Problem is it's a whole new generation of listeners who want what they want, when they want, and a wise cracking DJ who's going to talk about what he had for breakfast may well not be of interest to much of anybody. Even when I was growing up in the 70s, some people loved the DJs and some people wanted to listen to automated music or very low key AOR formats. If there is going to be a new generation of on-air personalities, they'll have to be doing what no one has thought of. Thinking that doing radio in the 1970s is going to attract an audience in 2010 who have hundreds of choices is unlikely.

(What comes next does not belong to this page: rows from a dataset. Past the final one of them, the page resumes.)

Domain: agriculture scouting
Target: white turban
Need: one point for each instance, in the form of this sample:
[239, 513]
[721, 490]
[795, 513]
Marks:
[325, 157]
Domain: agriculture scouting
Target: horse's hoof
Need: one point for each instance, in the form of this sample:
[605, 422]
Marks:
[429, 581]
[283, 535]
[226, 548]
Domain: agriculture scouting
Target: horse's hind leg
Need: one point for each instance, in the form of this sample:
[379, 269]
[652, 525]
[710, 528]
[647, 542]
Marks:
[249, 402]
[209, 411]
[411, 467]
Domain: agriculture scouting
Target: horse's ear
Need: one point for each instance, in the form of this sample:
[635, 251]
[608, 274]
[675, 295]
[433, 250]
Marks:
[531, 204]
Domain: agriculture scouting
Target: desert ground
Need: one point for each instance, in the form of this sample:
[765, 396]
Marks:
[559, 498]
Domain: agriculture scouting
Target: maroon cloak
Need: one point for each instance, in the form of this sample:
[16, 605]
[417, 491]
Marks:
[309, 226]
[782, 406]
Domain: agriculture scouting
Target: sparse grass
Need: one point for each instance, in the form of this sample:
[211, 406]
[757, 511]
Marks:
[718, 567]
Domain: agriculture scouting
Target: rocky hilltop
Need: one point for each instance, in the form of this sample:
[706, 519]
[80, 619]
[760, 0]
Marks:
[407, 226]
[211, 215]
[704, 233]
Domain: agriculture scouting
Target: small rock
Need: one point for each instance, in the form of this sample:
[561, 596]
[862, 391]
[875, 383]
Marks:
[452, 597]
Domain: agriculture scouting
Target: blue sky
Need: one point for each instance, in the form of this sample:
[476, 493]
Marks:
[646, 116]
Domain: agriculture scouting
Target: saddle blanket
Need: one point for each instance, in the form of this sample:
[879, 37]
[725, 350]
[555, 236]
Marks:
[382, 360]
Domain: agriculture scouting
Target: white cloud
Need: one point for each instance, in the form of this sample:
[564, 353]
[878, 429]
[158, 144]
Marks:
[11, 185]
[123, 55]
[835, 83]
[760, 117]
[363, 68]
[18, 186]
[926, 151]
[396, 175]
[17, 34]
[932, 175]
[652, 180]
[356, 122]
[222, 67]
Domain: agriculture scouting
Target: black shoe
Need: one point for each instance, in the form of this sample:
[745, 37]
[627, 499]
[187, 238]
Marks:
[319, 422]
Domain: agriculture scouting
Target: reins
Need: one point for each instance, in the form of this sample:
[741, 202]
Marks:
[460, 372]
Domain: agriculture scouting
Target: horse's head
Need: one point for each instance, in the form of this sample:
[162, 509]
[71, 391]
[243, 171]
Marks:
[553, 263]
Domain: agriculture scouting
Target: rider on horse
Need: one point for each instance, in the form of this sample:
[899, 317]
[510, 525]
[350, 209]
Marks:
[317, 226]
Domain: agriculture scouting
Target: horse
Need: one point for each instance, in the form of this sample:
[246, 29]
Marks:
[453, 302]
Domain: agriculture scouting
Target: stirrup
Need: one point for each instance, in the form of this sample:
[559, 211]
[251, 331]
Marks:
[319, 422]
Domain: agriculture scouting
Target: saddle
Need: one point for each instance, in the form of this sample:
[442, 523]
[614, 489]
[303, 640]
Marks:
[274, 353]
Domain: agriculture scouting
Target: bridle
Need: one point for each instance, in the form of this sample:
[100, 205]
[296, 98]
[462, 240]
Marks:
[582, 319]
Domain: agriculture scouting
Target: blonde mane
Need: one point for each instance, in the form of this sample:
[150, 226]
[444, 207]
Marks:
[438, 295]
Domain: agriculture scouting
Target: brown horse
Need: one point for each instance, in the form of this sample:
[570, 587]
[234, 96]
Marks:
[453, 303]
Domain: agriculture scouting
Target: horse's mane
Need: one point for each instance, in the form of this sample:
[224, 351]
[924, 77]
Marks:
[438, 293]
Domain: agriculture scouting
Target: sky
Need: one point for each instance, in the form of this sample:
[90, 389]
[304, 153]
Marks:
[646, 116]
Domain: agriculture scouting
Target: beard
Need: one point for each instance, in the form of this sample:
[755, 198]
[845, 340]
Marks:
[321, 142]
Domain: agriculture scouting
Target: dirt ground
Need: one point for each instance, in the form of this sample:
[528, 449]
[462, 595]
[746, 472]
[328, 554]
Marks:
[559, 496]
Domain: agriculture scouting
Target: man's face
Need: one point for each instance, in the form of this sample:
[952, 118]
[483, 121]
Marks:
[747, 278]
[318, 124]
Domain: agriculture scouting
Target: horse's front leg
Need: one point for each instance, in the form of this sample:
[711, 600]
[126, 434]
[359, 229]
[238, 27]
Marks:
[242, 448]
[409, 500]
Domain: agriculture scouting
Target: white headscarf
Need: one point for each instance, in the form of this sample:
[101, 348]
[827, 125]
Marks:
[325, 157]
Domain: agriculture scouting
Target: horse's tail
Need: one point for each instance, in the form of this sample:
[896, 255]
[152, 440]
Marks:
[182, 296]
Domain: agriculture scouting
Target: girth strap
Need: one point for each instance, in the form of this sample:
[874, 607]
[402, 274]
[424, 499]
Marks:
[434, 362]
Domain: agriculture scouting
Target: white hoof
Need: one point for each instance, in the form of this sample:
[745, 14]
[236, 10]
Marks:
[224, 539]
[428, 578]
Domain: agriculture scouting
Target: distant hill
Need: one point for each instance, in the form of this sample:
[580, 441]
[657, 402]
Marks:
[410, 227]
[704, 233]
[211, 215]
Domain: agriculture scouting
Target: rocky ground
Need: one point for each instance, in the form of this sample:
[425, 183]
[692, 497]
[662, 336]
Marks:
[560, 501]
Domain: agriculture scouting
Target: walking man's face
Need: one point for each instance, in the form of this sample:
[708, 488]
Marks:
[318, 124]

I'm going to have to disagree with you to a certain extent. Yes, people will ALWAYS complain. But if you strive for quality, customers will always find you. Using the General Motors example again, you can see how the beancounter model failed. They cheapened product to the point where nobody wanted them anymore. Of course, with their cost structure we also know they were to a certain extent forced to cheapen product to stay afloat. Likewise, corporate radio has an overleveraged cost structure that forces them to make bankers rich instead of putting the money into product.
But I think the analogy is valid. If you build a car that appeals to the buffs, the non buffs will also find it an appealing product. I think the same holds true with radio. If you put out something good, people will find you.
Remember the old days? if you got a 13.0 share you were doing gangbusters. That means 87% of the people still hate you. Who wouldn't kill for a 13.0 share these days? You're not going to get it with plug -n- play radio.